What’s the plan, then, to cover that $90K deficit? We will cover $40K from the 2023 surplus. We will also use enough of our reserves to cover another $40K. That leaves a net deficit of almost $10K. What is not reflected in our budget is receipts during 2024 of any of our outstanding 2023 pledges. To date we have received about $7,500 of the outstanding $39K 2023 pledges. That generates, after Diocesan Support, about $6,400 in operating income to help offset that remaining $10K deficit. I will say again, if you are able, and only if you are able, every dollar we receive from 2023 will benefit us in reducing that deficit in 2024.
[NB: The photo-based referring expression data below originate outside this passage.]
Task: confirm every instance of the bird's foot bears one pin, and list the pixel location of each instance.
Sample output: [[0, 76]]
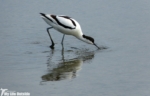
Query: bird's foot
[[52, 46]]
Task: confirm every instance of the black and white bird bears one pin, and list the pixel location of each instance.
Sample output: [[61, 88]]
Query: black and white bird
[[67, 26]]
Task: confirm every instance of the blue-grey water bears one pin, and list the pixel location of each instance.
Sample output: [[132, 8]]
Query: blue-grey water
[[27, 64]]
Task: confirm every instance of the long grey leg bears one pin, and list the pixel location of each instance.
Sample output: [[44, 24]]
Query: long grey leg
[[52, 46], [62, 42], [62, 39]]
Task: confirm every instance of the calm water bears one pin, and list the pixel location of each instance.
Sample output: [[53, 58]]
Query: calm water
[[29, 65]]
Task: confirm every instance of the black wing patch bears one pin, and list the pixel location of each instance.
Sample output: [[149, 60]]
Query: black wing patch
[[55, 18], [69, 19]]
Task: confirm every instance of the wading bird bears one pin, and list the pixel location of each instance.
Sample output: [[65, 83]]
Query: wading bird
[[67, 26]]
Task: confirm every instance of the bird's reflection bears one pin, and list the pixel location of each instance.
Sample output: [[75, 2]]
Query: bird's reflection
[[66, 68]]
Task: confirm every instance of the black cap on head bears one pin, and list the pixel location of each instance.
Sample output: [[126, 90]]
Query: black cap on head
[[89, 38]]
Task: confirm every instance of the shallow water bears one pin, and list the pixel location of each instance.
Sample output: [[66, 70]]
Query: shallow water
[[29, 65]]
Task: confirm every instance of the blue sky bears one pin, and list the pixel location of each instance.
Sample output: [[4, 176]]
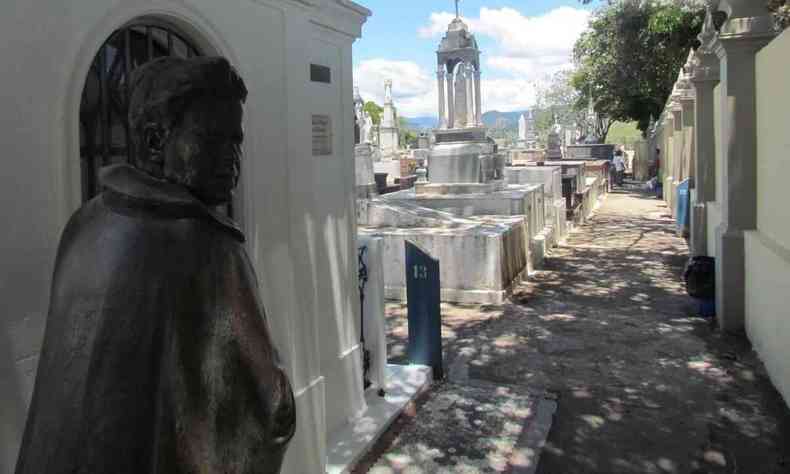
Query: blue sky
[[523, 41]]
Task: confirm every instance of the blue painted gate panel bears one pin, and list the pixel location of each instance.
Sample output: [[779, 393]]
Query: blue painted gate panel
[[424, 306], [683, 206]]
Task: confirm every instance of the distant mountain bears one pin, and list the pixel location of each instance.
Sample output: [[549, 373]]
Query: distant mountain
[[508, 120], [420, 123]]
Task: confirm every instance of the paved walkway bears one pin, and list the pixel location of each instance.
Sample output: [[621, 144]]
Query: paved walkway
[[607, 331]]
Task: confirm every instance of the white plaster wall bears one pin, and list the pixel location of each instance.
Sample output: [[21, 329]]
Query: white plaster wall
[[297, 213], [717, 132], [714, 207], [773, 140], [768, 248]]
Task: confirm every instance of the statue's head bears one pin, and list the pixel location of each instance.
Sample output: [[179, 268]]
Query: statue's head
[[185, 119]]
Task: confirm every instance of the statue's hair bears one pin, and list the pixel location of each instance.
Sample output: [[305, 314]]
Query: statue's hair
[[160, 89]]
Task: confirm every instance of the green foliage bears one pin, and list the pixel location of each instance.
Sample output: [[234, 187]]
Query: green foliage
[[781, 10], [408, 136], [624, 134], [559, 96], [629, 57], [374, 110]]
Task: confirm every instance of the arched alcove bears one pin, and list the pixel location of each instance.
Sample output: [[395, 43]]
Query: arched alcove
[[104, 129]]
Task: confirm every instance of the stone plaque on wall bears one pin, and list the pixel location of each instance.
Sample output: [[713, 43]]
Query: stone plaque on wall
[[322, 135]]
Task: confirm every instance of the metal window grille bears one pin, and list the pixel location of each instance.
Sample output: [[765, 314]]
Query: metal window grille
[[104, 127]]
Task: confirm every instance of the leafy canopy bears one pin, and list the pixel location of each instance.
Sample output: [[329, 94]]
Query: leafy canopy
[[374, 110], [630, 55]]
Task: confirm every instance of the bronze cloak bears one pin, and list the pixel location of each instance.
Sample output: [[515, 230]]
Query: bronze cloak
[[157, 357]]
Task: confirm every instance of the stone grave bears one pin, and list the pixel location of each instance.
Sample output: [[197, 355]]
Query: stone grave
[[486, 233]]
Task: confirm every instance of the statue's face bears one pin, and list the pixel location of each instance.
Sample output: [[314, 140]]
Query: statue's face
[[204, 152]]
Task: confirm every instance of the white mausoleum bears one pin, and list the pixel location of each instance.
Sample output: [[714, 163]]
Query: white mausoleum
[[61, 110]]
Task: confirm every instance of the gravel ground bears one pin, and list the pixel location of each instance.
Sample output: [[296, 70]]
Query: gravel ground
[[643, 385]]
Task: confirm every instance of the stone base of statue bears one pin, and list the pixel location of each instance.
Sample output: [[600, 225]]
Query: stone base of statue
[[363, 167], [589, 151]]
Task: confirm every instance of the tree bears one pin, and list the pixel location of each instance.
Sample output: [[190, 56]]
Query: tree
[[556, 96], [407, 134], [630, 55], [374, 110]]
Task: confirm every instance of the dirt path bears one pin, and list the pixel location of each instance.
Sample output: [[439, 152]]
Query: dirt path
[[607, 330]]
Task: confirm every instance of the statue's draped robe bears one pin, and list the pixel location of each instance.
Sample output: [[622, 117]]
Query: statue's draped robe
[[157, 357]]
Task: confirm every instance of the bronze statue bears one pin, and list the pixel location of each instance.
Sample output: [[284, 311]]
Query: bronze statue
[[157, 357]]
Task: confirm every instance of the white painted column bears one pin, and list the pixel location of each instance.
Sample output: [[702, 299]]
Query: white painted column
[[450, 100], [478, 100], [440, 81], [748, 29], [470, 102], [704, 77]]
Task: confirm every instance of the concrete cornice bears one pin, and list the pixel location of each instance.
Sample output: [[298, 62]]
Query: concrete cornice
[[746, 19], [341, 16]]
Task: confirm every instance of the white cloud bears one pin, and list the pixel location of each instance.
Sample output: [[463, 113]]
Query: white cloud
[[413, 88], [415, 93], [526, 47]]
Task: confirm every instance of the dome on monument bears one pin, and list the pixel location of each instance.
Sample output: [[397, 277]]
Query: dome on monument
[[458, 37]]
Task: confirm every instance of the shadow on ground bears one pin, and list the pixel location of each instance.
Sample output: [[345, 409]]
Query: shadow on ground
[[643, 385]]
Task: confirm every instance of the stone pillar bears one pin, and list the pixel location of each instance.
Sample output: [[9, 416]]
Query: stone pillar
[[704, 77], [748, 29], [440, 80], [478, 100], [450, 100], [470, 102]]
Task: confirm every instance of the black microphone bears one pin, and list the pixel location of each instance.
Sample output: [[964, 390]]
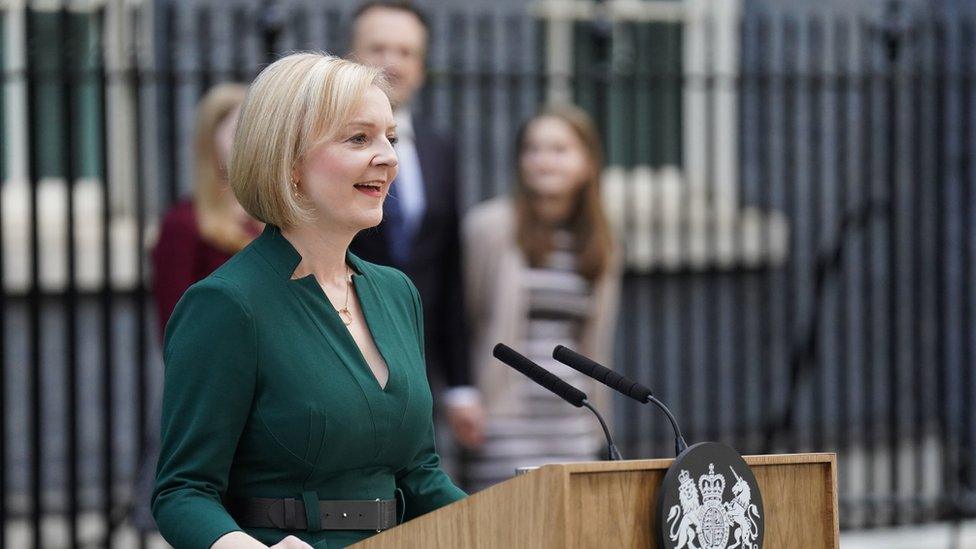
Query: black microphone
[[619, 383], [552, 382]]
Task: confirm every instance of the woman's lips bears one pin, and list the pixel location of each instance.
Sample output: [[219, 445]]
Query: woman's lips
[[374, 191]]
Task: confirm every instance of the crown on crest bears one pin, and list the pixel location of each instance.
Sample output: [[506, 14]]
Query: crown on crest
[[686, 486], [711, 485]]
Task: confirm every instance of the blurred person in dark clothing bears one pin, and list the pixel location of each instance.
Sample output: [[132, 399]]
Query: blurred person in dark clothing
[[541, 269], [419, 234], [199, 235]]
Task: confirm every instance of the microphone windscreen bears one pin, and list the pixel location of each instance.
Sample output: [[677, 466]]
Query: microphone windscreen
[[539, 375], [601, 373]]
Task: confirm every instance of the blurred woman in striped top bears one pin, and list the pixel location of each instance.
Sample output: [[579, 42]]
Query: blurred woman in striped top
[[541, 270]]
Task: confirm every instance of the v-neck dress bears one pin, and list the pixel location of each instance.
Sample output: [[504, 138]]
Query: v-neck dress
[[267, 395]]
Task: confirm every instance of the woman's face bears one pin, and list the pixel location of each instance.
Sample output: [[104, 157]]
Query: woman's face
[[553, 160], [346, 178]]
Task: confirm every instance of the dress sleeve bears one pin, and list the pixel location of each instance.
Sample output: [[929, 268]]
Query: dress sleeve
[[211, 367], [426, 487]]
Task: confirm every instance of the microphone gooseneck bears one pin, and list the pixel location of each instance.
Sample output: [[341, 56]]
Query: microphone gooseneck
[[618, 383], [552, 382]]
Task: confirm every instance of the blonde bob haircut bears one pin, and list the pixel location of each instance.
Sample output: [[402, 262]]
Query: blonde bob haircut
[[294, 104]]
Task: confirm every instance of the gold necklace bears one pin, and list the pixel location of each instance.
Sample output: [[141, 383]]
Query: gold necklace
[[344, 313]]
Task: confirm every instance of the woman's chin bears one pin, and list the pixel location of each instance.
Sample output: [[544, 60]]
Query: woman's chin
[[370, 219]]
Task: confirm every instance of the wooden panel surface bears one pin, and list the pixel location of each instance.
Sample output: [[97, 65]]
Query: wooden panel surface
[[604, 504], [526, 511]]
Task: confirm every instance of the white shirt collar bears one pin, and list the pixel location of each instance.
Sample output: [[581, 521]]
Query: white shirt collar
[[404, 120]]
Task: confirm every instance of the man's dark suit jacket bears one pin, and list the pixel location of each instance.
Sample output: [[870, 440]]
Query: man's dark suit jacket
[[435, 259]]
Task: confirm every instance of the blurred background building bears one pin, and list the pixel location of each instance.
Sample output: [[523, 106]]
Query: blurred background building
[[792, 181]]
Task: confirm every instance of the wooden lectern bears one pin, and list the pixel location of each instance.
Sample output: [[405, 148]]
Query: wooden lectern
[[613, 504]]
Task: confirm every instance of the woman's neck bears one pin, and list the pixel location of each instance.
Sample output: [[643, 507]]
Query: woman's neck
[[323, 253]]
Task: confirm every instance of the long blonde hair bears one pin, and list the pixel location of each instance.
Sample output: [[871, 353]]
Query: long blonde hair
[[218, 224], [588, 223]]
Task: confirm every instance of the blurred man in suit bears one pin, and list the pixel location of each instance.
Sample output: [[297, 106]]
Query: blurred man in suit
[[419, 234]]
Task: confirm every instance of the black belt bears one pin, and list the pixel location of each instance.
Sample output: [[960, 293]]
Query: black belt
[[290, 514]]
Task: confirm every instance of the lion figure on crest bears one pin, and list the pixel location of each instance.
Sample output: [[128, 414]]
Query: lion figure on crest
[[684, 530]]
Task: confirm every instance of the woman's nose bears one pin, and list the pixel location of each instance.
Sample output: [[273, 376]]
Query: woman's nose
[[387, 156]]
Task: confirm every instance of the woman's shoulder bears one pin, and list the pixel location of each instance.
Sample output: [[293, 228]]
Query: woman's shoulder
[[386, 277]]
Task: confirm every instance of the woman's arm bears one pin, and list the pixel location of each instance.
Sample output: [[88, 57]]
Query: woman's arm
[[210, 358], [425, 485]]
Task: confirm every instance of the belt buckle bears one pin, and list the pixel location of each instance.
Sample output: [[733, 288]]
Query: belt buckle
[[289, 514]]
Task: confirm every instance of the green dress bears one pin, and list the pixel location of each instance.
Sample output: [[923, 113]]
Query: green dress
[[267, 395]]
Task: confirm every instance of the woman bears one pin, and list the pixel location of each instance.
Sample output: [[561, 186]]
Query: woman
[[541, 271], [296, 401], [200, 235]]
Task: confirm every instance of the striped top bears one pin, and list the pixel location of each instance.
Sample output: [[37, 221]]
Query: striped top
[[547, 429]]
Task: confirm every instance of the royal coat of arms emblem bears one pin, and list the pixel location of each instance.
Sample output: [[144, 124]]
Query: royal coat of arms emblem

Remember that our budget funds the ministry of Grace: Stewardship of Facilities, Worship & Liturgy, Youth & Family Ministry, Pastoral Care, Spiritual Formation/Adult Education, Outreach, Communications, Administration, Diocesan Support, and things like Parish Life and Home Groups. If it were me, I would add Stewardship of our Financial Gifts, because everyone engages in that endeavor—every member of staff and clergy stewards our resources with utmost care. This I know.

Attracting new members is just one of a number of initiatives that you will start hearing more about during 2024. These initiatives are focused on reversing the pledge trends and are meant to improve Grace’s operating sustainability. This is important, because we aren’t expecting to have a surplus that will help us cover expenses in 2025. The vestry is committed during 2024 to start growing our membership, and by extension, our pledging households. It is an important initiative.

The table is set. We have a new rector and faith formation. We are a welcoming place for children, youth, families, and adults. As Eric says every Sunday, all who hunger for spiritual food are welcome at this table. We just need to invite everyone to the banquet!

I was a commercial banker for 37 years. At one point in my career, I managed a group of bankers in the Seattle market. At the same time, the bank hired a woman to manage a group of portfolio managers. These bankers were important to my group, because these were the bankers who did the analytical work. Many of them at the time were new to their role. After a few weeks, this woman came into my office, sat down, and said, “Terry, these portfolio managers need so much training! Who’s going to do that?” I looked across the desk at her and said, “Well, I think YOU are!”. So, I ask you: if growing our church membership is an important initiative that will help us manage these trends, so they don’t define us, then who’s going to do that? I hope your answer is a resounding, “We are!”